Is the Formula for GCD(z, nm) = d_n*d_m Correct?

[xuying1209]

For any n,m are intergers, d_n and d_m are divisors of n and m,
respectively. If gcd(n,m)=1, gcd(i,n)=d_n , gcd(j,m)=d_m
sm=1(mod n) , tn=1(mod m),
z=smi+tnj (mod nm)
then gcd(z,nm)=d_nd_m.
I want to know the result is true or false, and how to prove it.

Thanks.

 

[malaygoel]

For any n,m are intergers, d_n and d_m are divisors of n and m,
respectively. If gcd(n,m)=1, gcd(i,n)=d_n , gcd(j,m)=d_m
sm=1(mod n) , tn=1(mod m),
z=smi+tnj (mod nm)
then gcd(z,nm)=d_nd_m.
I want to know the result is true or false, and how to prove it.

Thanks.

I am not sure but the result depends on the value of s and t since they are not unique in a given problem

 

[tacman]

The result is true. To prove it, we can use the definition of greatest common factor (GCF).

Let d = gcd(z,nm). This means that d is a common divisor of both z and nm.

We know that z = smi + tnj (mod nm), so z is congruent to 1 (mod nm). This means that z and nm have a common factor of 1.

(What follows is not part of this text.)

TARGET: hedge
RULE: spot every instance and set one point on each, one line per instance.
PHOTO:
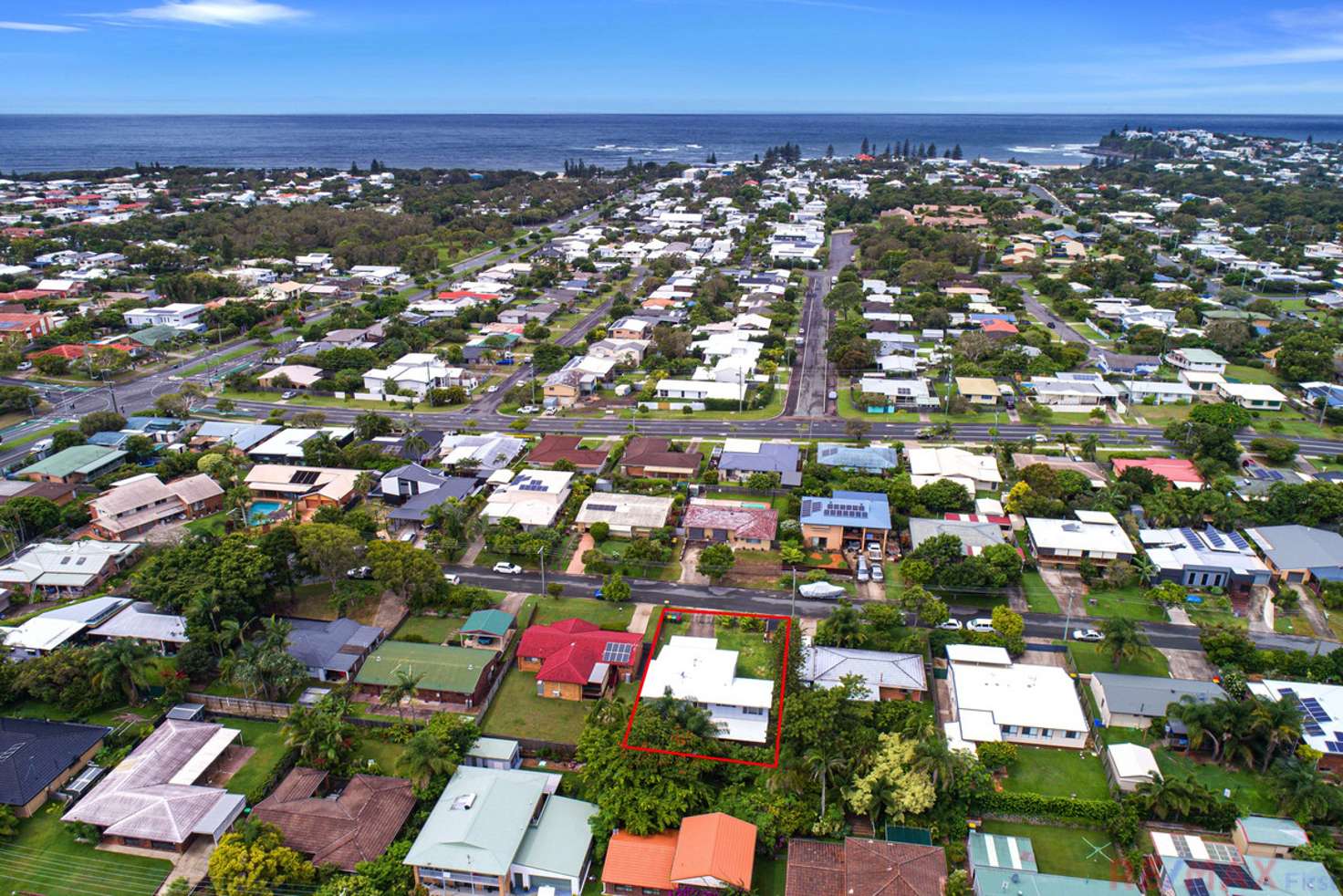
(1038, 807)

Since gcd(n,m) = 1, we know that d_n and d_m are the only divisors of n and m, respectively. This means that d_n and d_m are the only common divisors of n and m.

Since d_n is a divisor of n, we know that d_n is also a divisor of nm. Similarly, d_m is a divisor of nm.

Since d is a common divisor of z and nm, we know that d is also a divisor of d_n and d_m. This means that d is a common divisor of d_n and d_m.

Therefore, d is a common divisor of d_n and d_m, and it must be the greatest common factor of d_n and d_m.

Hence, we can conclude that gcd(z,nm) = d_nd_m, proving the given statement.